A revogação do 73/73 é, ao mesmo tempo, promissora e preocupante. Se, por um lado, vemos reconhecida a especificidade da profissão, e a possibilidade de sermos responsáveis pelas condições do seu exercício, somos também confrontados com a evidente insuficiência da nossa preparação para o fazer. Parece-me evidente a existência de um no man’s land no espaço que corresponde à discussão e responsabilização pelas consequências que as decisões que o projecto assume quanto ao seu caráter, uso, articulação com outros edifícios e com o espaço entre eles, o território, a paisagem, o tempo. Vejo ainda os arquitectos desconfiados perante a crítica de arquitectura e esta demasiado embrenhada na identificação dos seus momentos singulares.
É o universo da reflexão e crítica, tão negligenciado pela disciplina, que se torna fundamental proteger e desenvolver.
(…) O que observamos hoje é uma enorme exponenciação do número de arquitectos, agora incompatível com a escala da situação anterior, transformada em mercado de trabalho. É pertinente pensarmos um espaço que garanta condições de reflexão e de divulgação que nos permita assegurar a competência da arquitectura que se pratica, e que não se limite às instituições académicas. Não me parece, no entanto, que esse papel caiba à Ordem.

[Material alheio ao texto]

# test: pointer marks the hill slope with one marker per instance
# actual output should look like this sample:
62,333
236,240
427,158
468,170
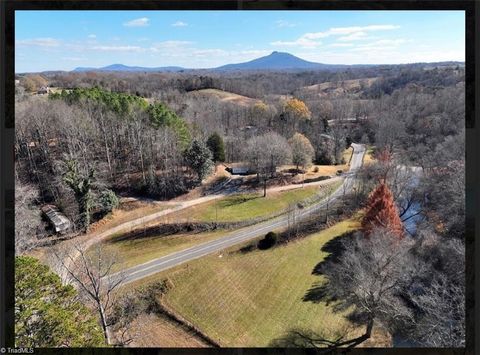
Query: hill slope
276,61
126,68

A Ordem dos Arquitectos não deve correr o risco de, por um lado, defender os interesses dos seus  associados num sentido corporativo e, por outro, desenvolver critérios de qualidade que, em seu nome, constituam factores de diferenciação entre os membros. Este papel devera ser desempenhado por uma instituição independente, uma instituição que faça a ponte entre a Ordem e o Estado, que desenvolva mecanismos de recolha de análise crítica e de intervenção social e institucional, de apoio a iniciativas dos associados, mas que possibilite também a intervenção de gente exterior ao âmbito profissional estrito, gente que possa contribuir para o alargamento e qualificação da discussão. (…)”

Bruno Baldaia
“Ground zero” in JA, n.º 215, Abril, Maio, Junho 2004, pp. 66-67.